ロンドン証券取引所、国境を越えた決済の近代化を目的としたデジタル決済ハウスを開始

市場インフラの近代化を目指し、ロンドン証券取引所グループは従来の金融とブロックチェーンベースの金融をつなぐ新しいデジタル決済ハウスを導入しました。

LSEG DiSH:新しいブロックチェーン決済プラットフォーム

ロンドン証券取引所グループ (LSEG) は、従来の資産とデジタル資産の両方を扱う金融機関向けに設計された、ブロックチェーンを活用した決済サービス「Digital Settlement House (DiSH)」を開始しました。このプラットフォームは24時間365日の決済をサポートし、参加者が実際の商業銀行の資金を動かし、複数のネットワークや法域間で資産を即座に決済できるようにします。

さらに、このサービスは通貨間の継続的な資金移動を目指し、従来のシステムが限定された営業時間とバッチ処理に依存していることによる摩擦を解消します。デジタルと従来のレールを統合することで、LSEGは日中を通じて支払いと資産管理の柔軟性を高めることを狙っています。

DiSHのキャッシュが台帳上で動く仕組み

新サービスは、商業銀行の預金を用いた即時のペイメント・バイ・ペイメント (PvP) とデリバリー・バイ・ペイメント (DvP) 決済を可能にします。これらの預金はDiSH台帳上で「DiSH Cash」として記録され、ユーザーはプラットフォーム内で即座に所有権と譲渡性を持ちます。

ただし、基礎となる資金は複数の通貨で商業銀行に預けられたままであり、そのトークン化された表現はDiSH台帳上で流通します。この構造は、従来の銀行預金の完全性を維持しつつ、ブロックチェーンの効率性を活用することを目的としています。

このプラットフォームはまた、オンチェーンとオフチェーンの仕組みの橋渡し役も果たし、独立したネットワーク間で資産と支払いを調整します。つまり、ブロックチェーンベースの環境と従来の金融インフラの両方をサポートし、参加者に既存システムを放棄させることなく複雑な決済フローを調整できるようにしています。

現金、証券、デジタル資産の連携

LSEGによると、デジタル決済ハウスは、機関投資家向けにトークン化された現金や現金類似のソリューションの範囲を拡大します。初めて、同グループは、中央銀行ではなく商業銀行に預けられた複数通貨の現金を用いた、ブロックチェーン上でトークン化された実際の現金ソリューションを提供すると述べています。

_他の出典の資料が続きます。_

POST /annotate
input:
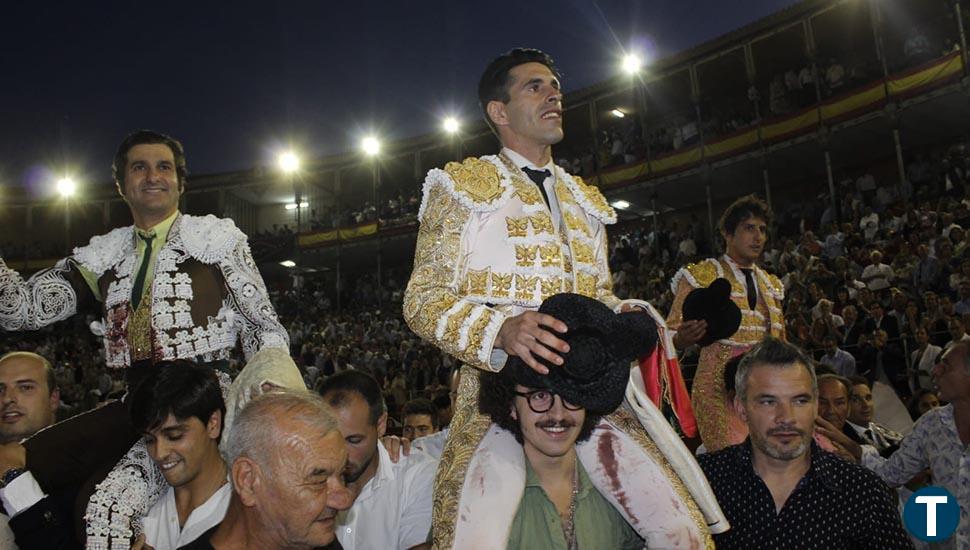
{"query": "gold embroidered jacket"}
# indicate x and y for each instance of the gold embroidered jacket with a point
(488, 249)
(756, 323)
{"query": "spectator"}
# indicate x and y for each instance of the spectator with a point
(840, 360)
(779, 489)
(393, 505)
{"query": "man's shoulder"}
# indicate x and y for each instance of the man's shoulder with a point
(480, 184)
(207, 238)
(589, 197)
(846, 476)
(104, 251)
(720, 461)
(697, 275)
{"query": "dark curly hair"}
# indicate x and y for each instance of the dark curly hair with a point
(749, 206)
(496, 393)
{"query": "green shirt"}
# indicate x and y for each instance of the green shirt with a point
(161, 235)
(598, 525)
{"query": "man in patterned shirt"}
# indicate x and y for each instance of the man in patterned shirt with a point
(778, 489)
(939, 441)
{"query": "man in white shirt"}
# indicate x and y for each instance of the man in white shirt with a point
(393, 505)
(877, 275)
(28, 400)
(179, 408)
(938, 441)
(861, 412)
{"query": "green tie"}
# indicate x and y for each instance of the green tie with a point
(142, 271)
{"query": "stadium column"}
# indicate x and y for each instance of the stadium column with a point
(106, 215)
(963, 37)
(764, 176)
(594, 131)
(828, 173)
(338, 216)
(898, 143)
(377, 205)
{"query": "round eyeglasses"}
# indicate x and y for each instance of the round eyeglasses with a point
(541, 401)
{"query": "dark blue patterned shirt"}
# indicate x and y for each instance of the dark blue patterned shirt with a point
(836, 505)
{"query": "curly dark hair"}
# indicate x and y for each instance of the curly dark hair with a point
(749, 206)
(496, 393)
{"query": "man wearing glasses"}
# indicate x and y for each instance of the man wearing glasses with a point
(553, 481)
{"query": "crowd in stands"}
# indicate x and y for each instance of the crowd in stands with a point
(896, 258)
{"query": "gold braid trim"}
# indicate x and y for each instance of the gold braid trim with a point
(468, 428)
(627, 423)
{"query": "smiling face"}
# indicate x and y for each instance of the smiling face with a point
(361, 436)
(26, 402)
(861, 407)
(779, 409)
(300, 495)
(551, 434)
(151, 186)
(833, 402)
(182, 448)
(533, 115)
(748, 241)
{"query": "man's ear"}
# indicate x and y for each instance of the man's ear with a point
(213, 428)
(246, 479)
(498, 113)
(382, 425)
(55, 399)
(739, 409)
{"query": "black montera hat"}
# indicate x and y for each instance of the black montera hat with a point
(595, 371)
(714, 305)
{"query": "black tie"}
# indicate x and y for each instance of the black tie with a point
(752, 292)
(539, 176)
(142, 271)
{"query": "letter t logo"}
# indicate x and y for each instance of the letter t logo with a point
(931, 502)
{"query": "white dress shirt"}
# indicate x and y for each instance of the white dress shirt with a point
(935, 444)
(162, 531)
(393, 510)
(499, 356)
(433, 444)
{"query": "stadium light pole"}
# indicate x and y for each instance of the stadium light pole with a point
(289, 164)
(452, 126)
(66, 188)
(371, 146)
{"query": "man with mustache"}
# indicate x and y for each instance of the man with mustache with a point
(778, 488)
(171, 286)
(287, 462)
(758, 294)
(559, 474)
(392, 508)
(180, 410)
(29, 398)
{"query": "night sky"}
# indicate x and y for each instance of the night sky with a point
(238, 81)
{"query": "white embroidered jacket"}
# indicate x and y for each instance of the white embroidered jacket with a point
(206, 295)
(488, 249)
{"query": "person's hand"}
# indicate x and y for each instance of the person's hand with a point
(396, 447)
(689, 333)
(12, 455)
(140, 544)
(525, 336)
(845, 447)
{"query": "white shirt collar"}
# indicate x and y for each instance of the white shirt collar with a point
(521, 161)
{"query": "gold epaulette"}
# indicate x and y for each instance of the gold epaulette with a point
(703, 273)
(476, 181)
(594, 202)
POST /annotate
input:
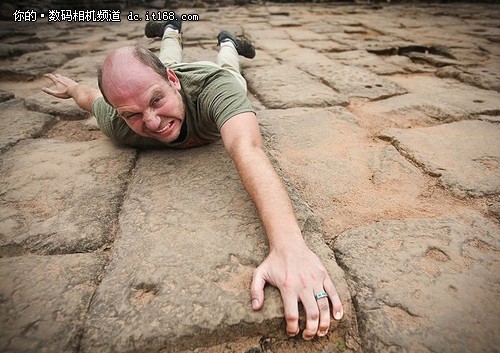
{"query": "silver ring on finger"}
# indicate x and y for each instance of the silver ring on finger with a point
(320, 295)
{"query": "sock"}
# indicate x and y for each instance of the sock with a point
(228, 43)
(170, 29)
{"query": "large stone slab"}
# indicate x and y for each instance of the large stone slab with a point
(344, 176)
(425, 285)
(60, 197)
(286, 87)
(44, 301)
(18, 123)
(465, 155)
(354, 81)
(182, 263)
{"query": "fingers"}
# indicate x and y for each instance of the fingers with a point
(338, 310)
(324, 316)
(257, 289)
(291, 308)
(312, 316)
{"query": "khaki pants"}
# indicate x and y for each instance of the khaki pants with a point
(171, 53)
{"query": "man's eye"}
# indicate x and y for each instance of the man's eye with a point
(156, 101)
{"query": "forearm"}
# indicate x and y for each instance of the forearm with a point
(267, 191)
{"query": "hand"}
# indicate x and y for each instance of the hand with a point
(63, 88)
(299, 274)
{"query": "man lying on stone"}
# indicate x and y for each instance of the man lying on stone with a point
(146, 100)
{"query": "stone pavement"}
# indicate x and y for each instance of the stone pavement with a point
(382, 120)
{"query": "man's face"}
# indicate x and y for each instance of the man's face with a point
(151, 105)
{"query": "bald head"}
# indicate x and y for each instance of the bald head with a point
(116, 72)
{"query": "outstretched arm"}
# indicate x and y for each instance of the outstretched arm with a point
(290, 266)
(66, 88)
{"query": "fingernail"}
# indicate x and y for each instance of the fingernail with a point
(255, 303)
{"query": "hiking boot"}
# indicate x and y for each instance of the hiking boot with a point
(155, 29)
(243, 45)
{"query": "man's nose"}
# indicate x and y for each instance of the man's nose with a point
(151, 120)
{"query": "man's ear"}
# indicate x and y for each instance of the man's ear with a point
(173, 79)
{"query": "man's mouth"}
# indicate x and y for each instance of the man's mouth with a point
(164, 128)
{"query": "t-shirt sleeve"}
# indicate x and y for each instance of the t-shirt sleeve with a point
(112, 125)
(226, 98)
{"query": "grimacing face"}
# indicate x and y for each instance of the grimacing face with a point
(151, 105)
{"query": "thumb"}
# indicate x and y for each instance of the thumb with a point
(257, 289)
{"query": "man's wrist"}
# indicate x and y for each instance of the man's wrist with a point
(71, 90)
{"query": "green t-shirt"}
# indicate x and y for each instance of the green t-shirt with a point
(211, 96)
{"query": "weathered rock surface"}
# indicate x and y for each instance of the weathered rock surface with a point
(154, 269)
(441, 292)
(465, 155)
(170, 243)
(60, 197)
(18, 123)
(44, 301)
(268, 83)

Daniel Maguire、LSEGマーケットグループ責任者兼LCHグループCEOは、この構造的変化を強調しました。「LSEG DiSHは、市場に提供されるトークン化された現金と現金類似のソリューションを拡大し、初めて、商業銀行に預けられた複数通貨の現金を利用した、ブロックチェーン上でトークン化された実現可能な現金ソリューションを提供します」と述べました。

リスク削減と流動性最適化

LSEGは、即時かつ同期した決済により、決済期間を短縮し、カウンターパーティリスクを低減できると強調しています。さらに、ほぼリアルタイムで取引を決済することで、未決済の取引に縛られている可能性のある資産を解放し、担保の利用可能性を高め、より効率的なバランスシート管理を支援します。

また、同社は、ユーザーが資金と資産を継続的に移動させることで流動性管理を改善できる可能性を強調しています。これにより、銀行、ブローカー、クリアリング機関は、複数のタイムゾーンで運用される場合でも、マージン管理や資産最適化を支援できます。

既存および新しい市場インフラの統合

ローンチに関するコメントで、Maguireはサービスの市場と技術の統合能力を強調しました。「この革新的なサービスにより、ユーザーは決済リスクを低減し、既存の現金、証券、デジタル資産を新旧の市場インフラに統合できるようになります。今後、市場と協力してこのサービスを展開していくことを楽しみにしています」と述べました。

さらに、DiSHは異なる通貨と法域を一つの調整されたプラットフォームで連携させることで、国境を越えた資金移動も支援することを目指しています。ブロックチェーンツールと確立された金融フレームワークを組み合わせることで、LSEGはDiSHを次世代の決済ワークフローの基盤層として位置付けています。

全体として、LSEG DiSHの導入は、トークン化された商業銀行預金と従来の金融システムをつなぐ戦略的な一歩を示しており、リスクの低減、流動性の向上、グローバルな機関向けの24時間決済を実現することを目指しています。